Ningxiang County is the birthplace of:

- Gan Siqi - one of only 57 generals bestowed the honour of being a "founding general" of the People's Republic of China.
- He Shuheng - a proletarian revolutionary in modern China.
- Huang Yali - a pop singer who earned sixth place in the 2006 Super Girl contest.
- Ray Huang - a historian and philosopher best known in his later years for the idea of macro-history.
- Li Zehou - a scholar of philosophy and intellectual history who currently resides in the United States.
- Liu Shaoqi - a former president of China. His former residence is now a museum.
- Liu Yuan - one of sons of Liu Shaoqi, a general and the political commissar of the People's Liberation Army General Logistics Department.
- Lu Diping - a military general and politician.
- Lu Li - a gymnast best known for her gold medal on the uneven bars in the 1992 Summer Olympics in Barcelona.
- Qi Xueqi - a famous Anti-Japanese commander of the Kuomintang (KMT).
- Tang Sulan - a writer and politician.
- Tao Zhiyue - a Kuomintang general during the Second Anti-Japanese War.
- Tong Enzheng - an archaeologist, historian, designer, and science fiction author.
- Xiang Zhejun - a jurist and prosecutor at International Military Tribunal for the Far East.
- Xie Juezai - former Deputy Secretary of the Central Commission for Discipline Inspection.

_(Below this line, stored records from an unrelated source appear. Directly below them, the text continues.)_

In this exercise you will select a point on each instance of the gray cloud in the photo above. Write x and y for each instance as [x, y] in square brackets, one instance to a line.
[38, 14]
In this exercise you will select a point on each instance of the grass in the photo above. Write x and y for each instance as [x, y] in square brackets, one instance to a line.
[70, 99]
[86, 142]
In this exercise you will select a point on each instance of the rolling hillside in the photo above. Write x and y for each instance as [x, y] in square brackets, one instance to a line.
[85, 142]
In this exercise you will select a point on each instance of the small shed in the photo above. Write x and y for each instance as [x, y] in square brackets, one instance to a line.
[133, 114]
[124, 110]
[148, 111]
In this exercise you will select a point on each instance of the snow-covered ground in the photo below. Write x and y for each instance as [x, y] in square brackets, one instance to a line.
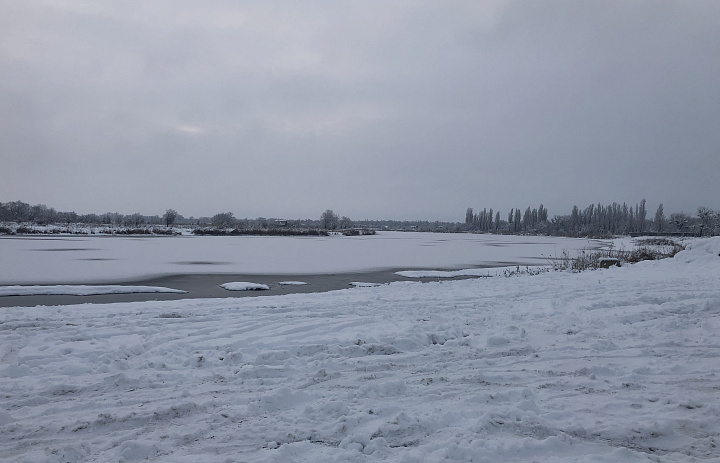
[105, 259]
[616, 365]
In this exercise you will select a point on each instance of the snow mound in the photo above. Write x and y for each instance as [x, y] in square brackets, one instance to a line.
[471, 272]
[244, 286]
[701, 250]
[81, 290]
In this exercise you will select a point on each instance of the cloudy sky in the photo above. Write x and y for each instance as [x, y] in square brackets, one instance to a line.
[404, 109]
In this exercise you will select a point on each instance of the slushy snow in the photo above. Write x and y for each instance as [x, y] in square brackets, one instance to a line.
[616, 365]
[81, 290]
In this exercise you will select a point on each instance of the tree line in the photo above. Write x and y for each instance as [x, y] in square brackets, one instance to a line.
[595, 220]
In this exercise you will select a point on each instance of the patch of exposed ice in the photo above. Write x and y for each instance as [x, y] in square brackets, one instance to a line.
[81, 290]
[244, 286]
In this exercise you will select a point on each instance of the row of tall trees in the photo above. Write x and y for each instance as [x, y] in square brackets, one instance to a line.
[532, 220]
[595, 220]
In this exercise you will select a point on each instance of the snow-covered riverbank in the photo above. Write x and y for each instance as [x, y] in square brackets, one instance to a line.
[617, 365]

- Xie Fei - son of Xue Juezai, a world-recognized Chinese film director.
- Ye Xiaowen - former director of the State Administration for Religious Affairs
- Zhou Guangzhao - former President of Chinese Academy of Sciences.
- Zhou Shuguang - a blogger and citizen journalist best known for traveling around China to document injustice done to citizens.